対戦を前に、嘉手納の大蔵宗元監督と前橋育英の荒井直樹監督に試合のポイントや両校のキーマンを聞いた。(両監督への取材を紙上対談として再構成しました)

(左から)嘉手納・大蔵宗元監督、前橋育英・荒井直樹監督

 -相手の印象は。

 大蔵 堅い守りで好投手佐藤優人を中心に少ない失点で勝ち抜いている。捕手の森田健斗も緩い走塁だとアウトにされるので、その網にも引っ掛からないようにしたい。

 荒井 投手の仲地玖礼はコントロールがよく、多彩な変化球も投げるので、簡単には点が入らないだろう。バッティングも力強い印象がある。

 -チームのキーマンは。

 大蔵 まずはバッテリーにしっかり試合をつくってほしい。仲地らしく低めの球でストライクを取れれば。打撃では1、2番がしぶといバッティングで出塁できれば、中軸が生きてくる。
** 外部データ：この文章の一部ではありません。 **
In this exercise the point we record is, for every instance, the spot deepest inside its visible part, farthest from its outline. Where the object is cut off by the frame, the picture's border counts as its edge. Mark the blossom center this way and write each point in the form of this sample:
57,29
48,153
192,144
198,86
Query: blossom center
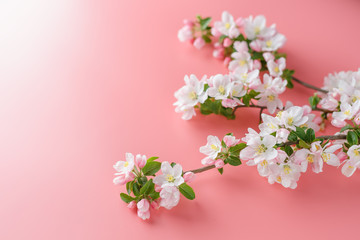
271,98
310,158
170,178
287,169
193,95
214,147
222,90
242,62
356,152
290,121
261,149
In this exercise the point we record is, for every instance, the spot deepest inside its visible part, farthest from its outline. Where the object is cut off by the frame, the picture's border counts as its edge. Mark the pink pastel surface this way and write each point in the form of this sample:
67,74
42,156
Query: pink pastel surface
83,82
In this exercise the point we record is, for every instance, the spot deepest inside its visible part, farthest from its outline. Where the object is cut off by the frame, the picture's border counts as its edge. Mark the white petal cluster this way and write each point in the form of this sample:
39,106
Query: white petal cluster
275,164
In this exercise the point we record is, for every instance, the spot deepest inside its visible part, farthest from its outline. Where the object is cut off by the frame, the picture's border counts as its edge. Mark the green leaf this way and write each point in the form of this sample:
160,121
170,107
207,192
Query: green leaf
352,138
136,189
151,168
303,144
206,39
154,195
346,128
233,161
147,187
129,186
126,198
187,191
314,101
289,151
292,136
152,159
310,135
237,147
205,22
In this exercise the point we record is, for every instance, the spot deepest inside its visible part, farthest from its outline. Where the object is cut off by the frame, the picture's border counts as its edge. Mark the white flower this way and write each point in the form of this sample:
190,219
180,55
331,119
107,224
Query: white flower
274,43
171,176
347,112
354,152
260,149
293,117
170,197
192,93
274,85
277,67
185,33
220,86
241,60
125,167
143,207
287,174
212,148
227,25
254,27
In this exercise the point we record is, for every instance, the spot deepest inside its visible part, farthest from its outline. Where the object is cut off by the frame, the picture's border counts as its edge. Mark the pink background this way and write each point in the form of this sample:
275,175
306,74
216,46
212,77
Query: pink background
83,82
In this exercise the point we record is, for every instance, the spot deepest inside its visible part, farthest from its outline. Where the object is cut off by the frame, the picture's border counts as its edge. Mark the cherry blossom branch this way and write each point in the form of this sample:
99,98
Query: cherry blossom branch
308,85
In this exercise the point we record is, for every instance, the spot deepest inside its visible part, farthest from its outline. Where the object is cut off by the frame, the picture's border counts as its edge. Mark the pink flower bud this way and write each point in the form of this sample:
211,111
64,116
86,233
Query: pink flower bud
155,205
219,163
188,22
306,110
240,22
218,53
256,64
317,120
227,42
132,204
199,43
268,56
357,119
215,32
227,60
256,45
157,188
230,141
342,156
189,177
140,160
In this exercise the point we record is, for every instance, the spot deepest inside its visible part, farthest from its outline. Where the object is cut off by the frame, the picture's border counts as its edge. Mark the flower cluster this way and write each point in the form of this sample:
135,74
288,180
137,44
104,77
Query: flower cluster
144,192
257,72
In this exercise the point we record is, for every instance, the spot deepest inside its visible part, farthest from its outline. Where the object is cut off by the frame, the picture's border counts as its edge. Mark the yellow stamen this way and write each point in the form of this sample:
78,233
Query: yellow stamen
287,169
242,62
193,95
221,90
310,158
261,149
170,178
214,147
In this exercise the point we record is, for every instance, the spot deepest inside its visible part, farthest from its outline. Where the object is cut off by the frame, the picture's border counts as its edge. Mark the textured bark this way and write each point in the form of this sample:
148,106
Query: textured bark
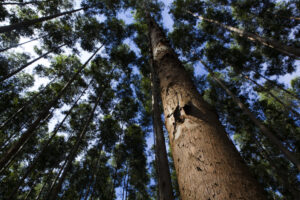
25,24
288,50
163,171
289,155
30,131
286,107
45,146
207,164
27,64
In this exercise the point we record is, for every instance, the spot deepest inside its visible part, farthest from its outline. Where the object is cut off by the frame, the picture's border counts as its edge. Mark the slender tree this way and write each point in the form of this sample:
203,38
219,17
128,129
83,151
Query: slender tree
24,24
29,132
288,50
53,194
28,64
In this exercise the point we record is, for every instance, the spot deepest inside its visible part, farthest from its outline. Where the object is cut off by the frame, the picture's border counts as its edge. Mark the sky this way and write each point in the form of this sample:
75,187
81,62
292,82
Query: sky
168,23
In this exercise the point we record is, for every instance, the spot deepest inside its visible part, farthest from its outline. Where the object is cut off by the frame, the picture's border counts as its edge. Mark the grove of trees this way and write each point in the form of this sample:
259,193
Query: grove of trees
106,100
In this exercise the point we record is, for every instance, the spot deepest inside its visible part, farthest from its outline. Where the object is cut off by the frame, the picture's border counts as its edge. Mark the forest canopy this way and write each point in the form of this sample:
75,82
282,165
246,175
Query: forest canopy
149,99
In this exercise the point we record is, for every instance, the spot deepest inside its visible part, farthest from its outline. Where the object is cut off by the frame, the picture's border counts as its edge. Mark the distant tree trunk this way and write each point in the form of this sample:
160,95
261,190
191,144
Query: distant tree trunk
25,105
29,132
286,107
94,173
43,187
17,45
36,159
163,171
73,153
27,64
207,164
288,50
26,23
279,86
289,155
22,3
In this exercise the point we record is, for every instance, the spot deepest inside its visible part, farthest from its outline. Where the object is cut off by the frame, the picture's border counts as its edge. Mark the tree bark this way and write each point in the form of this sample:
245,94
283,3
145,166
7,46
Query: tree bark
289,155
207,164
27,64
26,23
288,50
36,159
73,153
163,171
29,132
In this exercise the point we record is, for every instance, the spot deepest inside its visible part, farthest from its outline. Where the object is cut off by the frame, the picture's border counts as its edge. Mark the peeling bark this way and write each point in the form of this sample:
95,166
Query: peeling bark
207,164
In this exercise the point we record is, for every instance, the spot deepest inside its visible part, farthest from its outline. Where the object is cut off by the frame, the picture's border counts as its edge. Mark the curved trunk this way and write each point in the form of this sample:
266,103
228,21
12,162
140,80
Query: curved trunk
27,64
289,155
29,132
288,50
36,159
286,107
73,153
25,24
163,171
207,164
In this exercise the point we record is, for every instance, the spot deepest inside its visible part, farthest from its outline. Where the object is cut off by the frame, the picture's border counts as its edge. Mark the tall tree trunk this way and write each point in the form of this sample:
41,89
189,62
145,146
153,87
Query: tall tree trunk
288,50
17,45
26,23
25,105
27,64
207,164
36,159
275,84
286,107
73,153
163,171
94,175
29,132
22,3
289,155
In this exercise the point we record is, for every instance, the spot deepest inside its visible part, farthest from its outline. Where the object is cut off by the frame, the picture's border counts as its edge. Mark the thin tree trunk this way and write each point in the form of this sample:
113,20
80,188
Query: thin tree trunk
208,165
35,161
93,180
73,153
26,104
286,107
288,50
29,132
27,64
43,187
163,171
26,23
22,3
17,45
279,86
289,155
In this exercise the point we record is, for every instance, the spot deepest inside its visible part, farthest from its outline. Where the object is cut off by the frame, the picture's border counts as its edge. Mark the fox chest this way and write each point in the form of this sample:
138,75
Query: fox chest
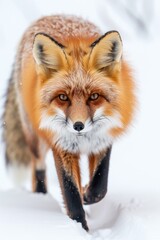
94,142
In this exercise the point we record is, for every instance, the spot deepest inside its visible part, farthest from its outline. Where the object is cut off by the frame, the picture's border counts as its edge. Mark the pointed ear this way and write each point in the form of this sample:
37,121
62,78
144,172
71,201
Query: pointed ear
106,51
49,55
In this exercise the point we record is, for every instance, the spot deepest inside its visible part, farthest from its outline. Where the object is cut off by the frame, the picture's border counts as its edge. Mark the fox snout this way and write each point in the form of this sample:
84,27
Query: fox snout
78,126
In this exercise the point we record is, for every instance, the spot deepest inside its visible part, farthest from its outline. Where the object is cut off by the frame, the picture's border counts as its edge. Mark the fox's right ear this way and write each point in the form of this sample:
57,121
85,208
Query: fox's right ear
49,55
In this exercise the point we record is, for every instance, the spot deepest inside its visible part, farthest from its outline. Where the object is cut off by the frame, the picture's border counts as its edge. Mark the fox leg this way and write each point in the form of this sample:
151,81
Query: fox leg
39,182
39,176
99,168
69,177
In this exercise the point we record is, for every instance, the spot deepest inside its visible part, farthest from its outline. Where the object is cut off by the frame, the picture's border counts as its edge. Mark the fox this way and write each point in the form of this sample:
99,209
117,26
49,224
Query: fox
70,92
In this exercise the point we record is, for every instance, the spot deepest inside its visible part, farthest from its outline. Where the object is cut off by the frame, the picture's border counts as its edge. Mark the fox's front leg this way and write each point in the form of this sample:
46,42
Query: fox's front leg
99,168
69,177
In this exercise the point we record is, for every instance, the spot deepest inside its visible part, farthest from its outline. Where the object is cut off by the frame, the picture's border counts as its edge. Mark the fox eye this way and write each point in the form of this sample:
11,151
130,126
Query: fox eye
63,97
94,96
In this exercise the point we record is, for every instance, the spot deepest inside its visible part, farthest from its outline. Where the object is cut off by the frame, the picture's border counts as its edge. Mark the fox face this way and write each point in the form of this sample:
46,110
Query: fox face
79,91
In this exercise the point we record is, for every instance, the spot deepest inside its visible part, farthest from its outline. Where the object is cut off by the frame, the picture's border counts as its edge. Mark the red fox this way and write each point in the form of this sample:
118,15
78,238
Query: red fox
71,92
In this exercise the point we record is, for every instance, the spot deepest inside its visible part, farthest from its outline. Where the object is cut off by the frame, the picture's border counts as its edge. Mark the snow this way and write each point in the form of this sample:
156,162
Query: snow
131,209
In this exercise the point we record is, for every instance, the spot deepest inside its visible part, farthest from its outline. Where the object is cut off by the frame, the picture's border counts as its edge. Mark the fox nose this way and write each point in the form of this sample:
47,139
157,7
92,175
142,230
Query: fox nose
78,126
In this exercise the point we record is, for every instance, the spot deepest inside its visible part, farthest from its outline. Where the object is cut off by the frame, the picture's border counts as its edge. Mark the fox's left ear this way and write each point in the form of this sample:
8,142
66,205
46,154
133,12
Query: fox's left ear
106,51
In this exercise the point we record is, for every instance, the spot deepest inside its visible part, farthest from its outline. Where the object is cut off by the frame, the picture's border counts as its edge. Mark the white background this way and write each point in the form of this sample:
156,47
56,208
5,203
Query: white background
131,209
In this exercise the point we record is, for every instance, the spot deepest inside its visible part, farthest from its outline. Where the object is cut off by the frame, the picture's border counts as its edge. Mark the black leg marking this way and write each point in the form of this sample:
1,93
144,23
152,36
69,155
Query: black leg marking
97,188
73,200
40,181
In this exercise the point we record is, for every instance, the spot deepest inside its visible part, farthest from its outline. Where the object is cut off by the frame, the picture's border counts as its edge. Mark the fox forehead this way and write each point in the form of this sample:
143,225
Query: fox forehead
79,83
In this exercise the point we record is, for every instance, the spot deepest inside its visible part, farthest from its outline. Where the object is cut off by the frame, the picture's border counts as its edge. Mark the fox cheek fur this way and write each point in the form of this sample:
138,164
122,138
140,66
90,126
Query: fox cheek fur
71,92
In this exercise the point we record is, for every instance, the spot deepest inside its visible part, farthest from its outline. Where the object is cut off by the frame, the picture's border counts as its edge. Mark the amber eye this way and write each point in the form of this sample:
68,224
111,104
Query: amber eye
63,97
94,96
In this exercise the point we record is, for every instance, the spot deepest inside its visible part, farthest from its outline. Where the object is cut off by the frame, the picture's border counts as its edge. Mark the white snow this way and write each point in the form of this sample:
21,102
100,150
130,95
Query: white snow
131,209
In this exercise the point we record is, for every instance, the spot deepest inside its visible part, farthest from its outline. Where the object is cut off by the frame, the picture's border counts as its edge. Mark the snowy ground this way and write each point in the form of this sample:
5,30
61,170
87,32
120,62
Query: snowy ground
131,210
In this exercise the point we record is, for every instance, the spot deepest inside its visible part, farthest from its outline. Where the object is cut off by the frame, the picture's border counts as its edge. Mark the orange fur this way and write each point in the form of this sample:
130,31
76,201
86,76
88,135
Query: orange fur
76,63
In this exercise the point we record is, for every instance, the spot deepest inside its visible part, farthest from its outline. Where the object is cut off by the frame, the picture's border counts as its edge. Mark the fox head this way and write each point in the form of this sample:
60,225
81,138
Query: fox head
80,88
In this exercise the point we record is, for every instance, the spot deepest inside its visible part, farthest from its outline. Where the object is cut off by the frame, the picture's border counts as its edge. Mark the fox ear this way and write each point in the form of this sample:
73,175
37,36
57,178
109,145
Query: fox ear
49,55
106,51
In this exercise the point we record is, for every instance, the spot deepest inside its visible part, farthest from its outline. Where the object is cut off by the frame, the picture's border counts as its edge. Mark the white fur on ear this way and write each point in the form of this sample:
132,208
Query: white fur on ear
47,52
107,50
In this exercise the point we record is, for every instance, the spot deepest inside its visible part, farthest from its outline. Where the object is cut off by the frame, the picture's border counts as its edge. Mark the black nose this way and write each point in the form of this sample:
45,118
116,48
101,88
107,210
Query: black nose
78,126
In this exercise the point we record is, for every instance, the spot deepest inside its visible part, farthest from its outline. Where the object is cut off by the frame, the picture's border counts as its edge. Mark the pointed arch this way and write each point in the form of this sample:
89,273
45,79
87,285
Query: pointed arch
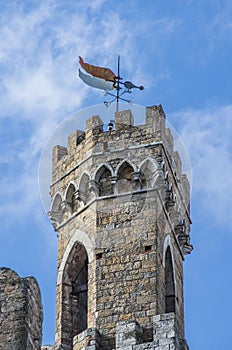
55,214
124,173
56,203
148,169
69,196
103,178
75,292
84,191
170,298
71,275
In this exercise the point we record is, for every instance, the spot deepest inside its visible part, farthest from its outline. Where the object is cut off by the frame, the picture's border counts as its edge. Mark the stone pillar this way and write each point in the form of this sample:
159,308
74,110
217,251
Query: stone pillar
20,312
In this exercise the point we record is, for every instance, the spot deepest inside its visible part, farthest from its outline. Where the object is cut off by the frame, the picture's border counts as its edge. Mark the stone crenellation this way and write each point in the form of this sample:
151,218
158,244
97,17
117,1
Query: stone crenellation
120,206
21,312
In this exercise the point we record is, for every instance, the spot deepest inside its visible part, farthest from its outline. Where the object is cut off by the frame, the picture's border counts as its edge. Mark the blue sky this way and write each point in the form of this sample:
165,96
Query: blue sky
181,51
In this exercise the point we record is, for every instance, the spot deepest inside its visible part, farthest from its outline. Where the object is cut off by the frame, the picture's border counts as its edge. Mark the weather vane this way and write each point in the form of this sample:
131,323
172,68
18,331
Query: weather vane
105,79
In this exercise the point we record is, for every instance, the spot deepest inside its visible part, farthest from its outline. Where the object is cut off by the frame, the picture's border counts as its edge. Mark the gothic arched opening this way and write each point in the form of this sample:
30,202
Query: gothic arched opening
147,173
169,283
103,178
125,178
75,292
70,197
84,188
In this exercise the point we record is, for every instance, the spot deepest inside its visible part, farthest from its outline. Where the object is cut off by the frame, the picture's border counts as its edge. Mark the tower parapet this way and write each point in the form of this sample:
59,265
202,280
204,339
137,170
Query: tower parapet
120,205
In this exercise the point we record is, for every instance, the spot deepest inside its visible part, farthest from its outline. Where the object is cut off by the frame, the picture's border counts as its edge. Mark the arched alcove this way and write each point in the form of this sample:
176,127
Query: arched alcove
169,282
56,210
70,197
84,188
75,292
125,181
103,178
147,170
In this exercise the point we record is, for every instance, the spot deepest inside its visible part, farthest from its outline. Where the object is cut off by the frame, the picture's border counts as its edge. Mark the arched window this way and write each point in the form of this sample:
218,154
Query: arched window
169,283
75,292
56,210
103,178
125,181
147,171
70,197
84,188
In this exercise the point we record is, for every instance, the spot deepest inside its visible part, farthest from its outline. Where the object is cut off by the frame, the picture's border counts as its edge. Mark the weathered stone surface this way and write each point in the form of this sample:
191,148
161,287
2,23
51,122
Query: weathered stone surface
20,312
120,205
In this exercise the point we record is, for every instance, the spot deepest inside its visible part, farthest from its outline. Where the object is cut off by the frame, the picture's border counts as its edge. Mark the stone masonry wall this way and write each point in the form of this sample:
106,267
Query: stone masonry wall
20,312
125,231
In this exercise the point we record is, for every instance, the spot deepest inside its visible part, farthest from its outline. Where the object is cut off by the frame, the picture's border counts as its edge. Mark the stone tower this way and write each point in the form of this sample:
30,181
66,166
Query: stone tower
120,206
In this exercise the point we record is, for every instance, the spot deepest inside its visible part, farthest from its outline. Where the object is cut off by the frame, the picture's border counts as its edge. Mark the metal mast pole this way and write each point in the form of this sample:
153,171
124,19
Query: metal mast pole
118,85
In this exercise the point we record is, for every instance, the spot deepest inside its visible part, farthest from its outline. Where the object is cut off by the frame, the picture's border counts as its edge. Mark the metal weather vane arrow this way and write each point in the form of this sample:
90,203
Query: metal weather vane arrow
105,79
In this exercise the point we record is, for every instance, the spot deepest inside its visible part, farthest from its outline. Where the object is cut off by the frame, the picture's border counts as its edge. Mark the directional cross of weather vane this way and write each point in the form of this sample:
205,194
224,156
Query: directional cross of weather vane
105,79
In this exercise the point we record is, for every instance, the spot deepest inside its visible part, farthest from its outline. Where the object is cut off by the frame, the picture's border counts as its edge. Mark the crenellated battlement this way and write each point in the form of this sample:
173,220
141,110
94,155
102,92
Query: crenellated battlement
120,205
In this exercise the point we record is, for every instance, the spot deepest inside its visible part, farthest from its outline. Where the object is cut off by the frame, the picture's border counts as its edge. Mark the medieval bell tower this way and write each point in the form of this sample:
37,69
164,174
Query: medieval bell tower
120,206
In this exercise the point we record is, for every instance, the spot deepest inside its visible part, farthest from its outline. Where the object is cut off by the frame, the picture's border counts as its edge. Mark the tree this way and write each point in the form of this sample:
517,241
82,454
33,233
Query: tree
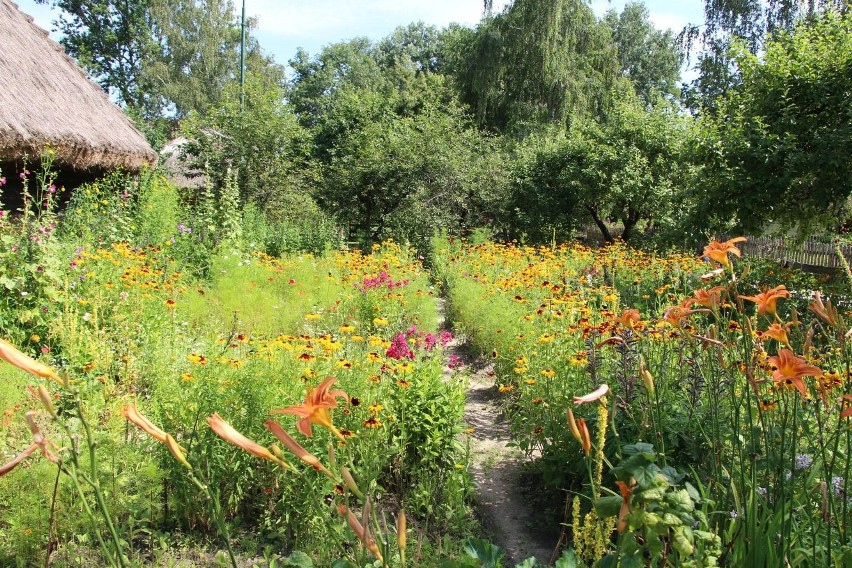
160,58
776,153
749,22
538,62
649,58
406,176
111,40
624,167
196,53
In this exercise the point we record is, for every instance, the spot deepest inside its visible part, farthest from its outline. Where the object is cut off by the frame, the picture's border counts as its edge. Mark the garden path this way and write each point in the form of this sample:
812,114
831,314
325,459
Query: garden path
510,518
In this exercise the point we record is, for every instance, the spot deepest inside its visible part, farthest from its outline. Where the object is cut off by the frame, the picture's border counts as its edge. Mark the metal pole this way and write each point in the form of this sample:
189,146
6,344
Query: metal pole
243,56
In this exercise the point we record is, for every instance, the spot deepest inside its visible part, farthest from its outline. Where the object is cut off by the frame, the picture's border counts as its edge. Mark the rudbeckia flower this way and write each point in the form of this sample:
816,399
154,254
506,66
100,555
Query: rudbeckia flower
719,251
766,301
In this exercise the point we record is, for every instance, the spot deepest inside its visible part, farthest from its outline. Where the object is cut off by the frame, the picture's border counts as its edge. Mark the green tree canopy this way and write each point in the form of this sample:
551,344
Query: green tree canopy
649,58
777,152
625,167
537,62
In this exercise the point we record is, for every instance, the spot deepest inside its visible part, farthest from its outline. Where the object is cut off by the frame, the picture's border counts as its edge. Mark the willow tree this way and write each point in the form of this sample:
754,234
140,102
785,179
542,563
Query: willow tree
540,61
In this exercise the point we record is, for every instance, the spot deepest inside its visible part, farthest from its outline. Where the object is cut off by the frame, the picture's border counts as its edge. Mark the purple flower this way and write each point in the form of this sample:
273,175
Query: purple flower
399,348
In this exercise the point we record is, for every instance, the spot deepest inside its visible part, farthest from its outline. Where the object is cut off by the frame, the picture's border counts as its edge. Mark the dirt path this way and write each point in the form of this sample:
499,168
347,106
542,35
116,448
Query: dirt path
508,516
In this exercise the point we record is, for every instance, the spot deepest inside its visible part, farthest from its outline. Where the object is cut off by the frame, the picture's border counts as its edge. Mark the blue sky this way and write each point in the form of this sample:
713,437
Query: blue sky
285,25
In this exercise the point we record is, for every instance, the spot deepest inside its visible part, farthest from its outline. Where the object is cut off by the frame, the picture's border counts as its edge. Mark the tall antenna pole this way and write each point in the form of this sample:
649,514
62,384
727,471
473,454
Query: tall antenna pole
243,57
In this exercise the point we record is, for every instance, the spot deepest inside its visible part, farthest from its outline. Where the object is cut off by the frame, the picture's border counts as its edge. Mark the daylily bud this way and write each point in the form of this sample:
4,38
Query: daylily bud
401,536
46,401
13,356
175,449
647,378
572,426
350,482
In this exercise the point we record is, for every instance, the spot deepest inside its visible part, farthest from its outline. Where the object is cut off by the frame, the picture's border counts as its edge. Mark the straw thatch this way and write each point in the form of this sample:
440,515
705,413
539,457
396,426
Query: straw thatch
46,99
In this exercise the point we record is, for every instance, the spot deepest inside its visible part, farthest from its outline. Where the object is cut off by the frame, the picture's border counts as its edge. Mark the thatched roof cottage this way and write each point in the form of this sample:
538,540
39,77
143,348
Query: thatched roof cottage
45,98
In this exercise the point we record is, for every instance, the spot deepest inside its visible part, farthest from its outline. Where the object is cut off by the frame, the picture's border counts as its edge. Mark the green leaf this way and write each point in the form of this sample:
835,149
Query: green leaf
681,499
487,553
299,559
682,542
567,560
608,506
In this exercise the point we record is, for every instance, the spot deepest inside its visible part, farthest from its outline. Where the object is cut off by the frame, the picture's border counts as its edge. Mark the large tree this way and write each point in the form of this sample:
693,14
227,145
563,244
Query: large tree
750,22
649,58
625,167
776,154
159,57
540,61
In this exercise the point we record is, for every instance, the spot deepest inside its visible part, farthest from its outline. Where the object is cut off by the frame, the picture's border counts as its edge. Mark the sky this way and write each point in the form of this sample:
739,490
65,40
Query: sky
285,25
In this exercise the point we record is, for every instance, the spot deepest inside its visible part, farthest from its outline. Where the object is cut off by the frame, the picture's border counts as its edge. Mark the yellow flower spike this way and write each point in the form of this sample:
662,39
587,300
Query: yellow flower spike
13,356
176,451
401,536
647,377
46,400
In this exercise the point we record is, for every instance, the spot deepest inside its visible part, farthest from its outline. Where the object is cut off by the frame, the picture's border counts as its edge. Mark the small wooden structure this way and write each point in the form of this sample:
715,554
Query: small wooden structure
46,99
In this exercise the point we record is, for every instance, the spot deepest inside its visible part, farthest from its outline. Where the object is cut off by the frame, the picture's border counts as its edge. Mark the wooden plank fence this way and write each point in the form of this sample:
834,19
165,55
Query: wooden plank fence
811,253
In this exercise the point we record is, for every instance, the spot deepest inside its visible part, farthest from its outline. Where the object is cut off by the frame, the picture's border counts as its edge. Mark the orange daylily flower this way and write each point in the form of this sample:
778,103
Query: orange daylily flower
6,468
592,396
712,274
296,448
13,356
315,409
573,428
230,434
362,531
625,491
719,251
790,370
132,414
629,318
778,332
826,311
767,299
846,399
39,443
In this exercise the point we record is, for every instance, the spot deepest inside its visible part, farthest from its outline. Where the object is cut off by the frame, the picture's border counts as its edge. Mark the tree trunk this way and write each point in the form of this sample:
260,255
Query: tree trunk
601,225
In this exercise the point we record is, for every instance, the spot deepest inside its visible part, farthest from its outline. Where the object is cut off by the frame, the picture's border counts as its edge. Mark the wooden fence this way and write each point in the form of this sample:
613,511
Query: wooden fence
811,253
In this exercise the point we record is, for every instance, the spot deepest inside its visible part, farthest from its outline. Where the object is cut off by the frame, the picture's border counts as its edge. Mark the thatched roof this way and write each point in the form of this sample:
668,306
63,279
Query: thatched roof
45,98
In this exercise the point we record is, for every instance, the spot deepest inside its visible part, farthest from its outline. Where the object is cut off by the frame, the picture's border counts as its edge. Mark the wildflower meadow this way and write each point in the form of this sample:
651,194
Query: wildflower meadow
167,395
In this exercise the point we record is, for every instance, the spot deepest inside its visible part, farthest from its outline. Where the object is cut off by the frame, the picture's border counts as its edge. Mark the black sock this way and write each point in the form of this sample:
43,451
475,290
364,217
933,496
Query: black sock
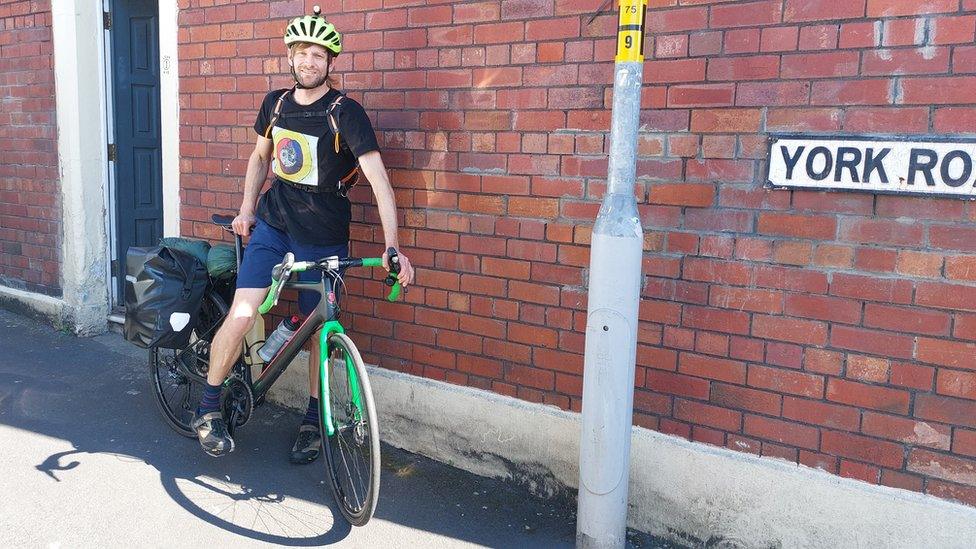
210,401
312,412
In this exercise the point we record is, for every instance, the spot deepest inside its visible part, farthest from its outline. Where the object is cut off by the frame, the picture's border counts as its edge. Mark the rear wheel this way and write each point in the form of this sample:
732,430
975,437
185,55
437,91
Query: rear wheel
178,390
353,452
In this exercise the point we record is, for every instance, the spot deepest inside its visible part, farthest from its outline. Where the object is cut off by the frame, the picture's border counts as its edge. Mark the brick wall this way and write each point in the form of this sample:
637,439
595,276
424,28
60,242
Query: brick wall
30,214
833,330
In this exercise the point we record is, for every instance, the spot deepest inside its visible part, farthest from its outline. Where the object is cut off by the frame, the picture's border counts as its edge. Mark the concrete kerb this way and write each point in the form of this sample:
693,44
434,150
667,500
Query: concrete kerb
689,492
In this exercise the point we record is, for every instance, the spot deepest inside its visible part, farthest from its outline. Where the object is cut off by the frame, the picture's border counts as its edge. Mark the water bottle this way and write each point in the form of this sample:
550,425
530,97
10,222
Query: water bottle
282,333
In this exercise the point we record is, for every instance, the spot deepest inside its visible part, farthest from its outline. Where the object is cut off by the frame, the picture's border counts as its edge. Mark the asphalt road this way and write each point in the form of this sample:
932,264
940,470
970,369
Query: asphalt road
87,461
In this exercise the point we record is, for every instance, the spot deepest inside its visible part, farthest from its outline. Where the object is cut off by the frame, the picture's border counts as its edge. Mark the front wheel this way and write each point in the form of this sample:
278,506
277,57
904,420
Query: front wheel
353,451
177,376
 荒井 4番の小川龍成がポイントになる。だが、小川がダメでも全体でカバーできるチームに育ててきた。

 -警戒する相手選手は。

 大蔵 投手の佐藤はストライクゾーンを広く使い、ボールに力があるので、負けずにしっかり打ち返すことが大事。小川は軸もしっかりしており、長打力もある。逃げた球だと打たれる。

 荒井 仲井間光亮、大石哲汰、知花拓哉、大城堅斗は長打力があり、対応力もある。どれだけ投手がうまく抑えられるか。仲地も低めへの投球がよく、打ち崩すのは難しいと思う。

 -理想の試合運びは。

 大蔵 先制点を取って主導権を握ること。一つ一つのアウトをしっかり取り、まずは1点をつかみたい。今大会が集大成となる。彼らの持っているポテンシャルを出し切れれば、おもしろい試合になると思う。

 荒井 打力はそれほどないので、投手を中心にしっかり守って少ないチャンスを生かし、機動力など打撃以外の部分でも点を重ねたい。投手がどれだけ相手を抑えられるかもポイントだ。自分たちが今までやってきたことをどれだけできるか。彼らの力を存分に出してあげたい。